Para dar conta desta última característica, Fromm acreditava
na existência de um influenciador de atitudes, que era o inconsciente social. É uma forma aproximadamente semelhante ao
inconsciente coletivo preconizado por Jung (do qual falei neste post),
ou seja, existe um tipo de estrutura mental que atinge as pessoas
coletivamente, extrapolando os limites dos indivíduos. A diferença básica entre
os dois tipos de inconscientes é que no coletivo temos estruturas universais e
permanentes, denominadas arquétipos, enquanto no social o que temos é a
repressão de partes da consciência pela própria sociedade, causadora de
alienação. E uma diferença consequente é que os arquétipos são muito mais
difíceis de florescer na consciência, porque são atávicos e inerentes à
espécie, enquanto a alienação é mais fácil de ser trazida à consciência e combatida,
como todo bom marxista acredita.
Mas como o inconsciente social se forma? Os homens se
relacionam entre si e com o mundo com diferentes níveis de interesse. Fazem-no
para obter conforto, proteção, afeto, segurança e outros. Neste ciclo, alguns
indivíduos revelam-se mais aptos ao exercício do poder e passam a formar um
comportamento em que as atitudes prejudiciais a eles passem a ser reprimidas.

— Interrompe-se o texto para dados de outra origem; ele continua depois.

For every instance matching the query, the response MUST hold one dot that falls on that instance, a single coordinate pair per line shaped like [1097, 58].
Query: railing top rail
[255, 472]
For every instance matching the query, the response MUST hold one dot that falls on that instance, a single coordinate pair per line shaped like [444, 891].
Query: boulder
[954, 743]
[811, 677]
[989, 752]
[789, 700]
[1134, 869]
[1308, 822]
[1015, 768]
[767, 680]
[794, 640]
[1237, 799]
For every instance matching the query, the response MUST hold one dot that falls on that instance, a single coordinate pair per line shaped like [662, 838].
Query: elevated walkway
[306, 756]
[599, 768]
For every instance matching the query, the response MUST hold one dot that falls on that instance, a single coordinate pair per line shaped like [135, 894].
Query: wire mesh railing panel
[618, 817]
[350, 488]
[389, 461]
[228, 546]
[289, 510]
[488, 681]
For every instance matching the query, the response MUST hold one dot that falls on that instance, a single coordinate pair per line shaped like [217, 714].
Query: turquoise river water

Essa repressão se expande e se torna tão habitual que passa a ser interiorizada
e recalcada, de modo que as pessoas adotam hábitos que nem sabem mais por que o
fazem. Qualquer semelhança com a teoria da alienação de Marx não é mera
coincidência. Fromm a estendeu ao mecanismo psíquico, nada mais que isso.
Só que esse inconsciente não está em um nível tão profundo quanto
o inconsciente individual ou o coletivo. Isso porque há transformação de
interesses e um impulso a se formar novos inconscientes sociais, o que faz com
que os indivíduos consigam reagir. É aí em que enquadramos a revolta
tipicamente juvenil, que, via de regra, se volta contra os pais, porque são
estes a porta de comunicação com a sociedade como um todo. Os mecanismos que
preenchem o superego não são constituídos meramente por influência dos pais.
Estes são apenas os vetores de uma construção social. São os agentes
autorizados pela sociedade a impor as rédeas comportamentais.
Desta forma, toda atitude de confronto com os pais não está
conscientemente voltada contra eles. A reação é contra a sociedade, e é
possível investigar e mensurar o quanto a própria sociedade é adoecida. Um
jovem tem os pais como parâmetro, mas estes são também um produto social.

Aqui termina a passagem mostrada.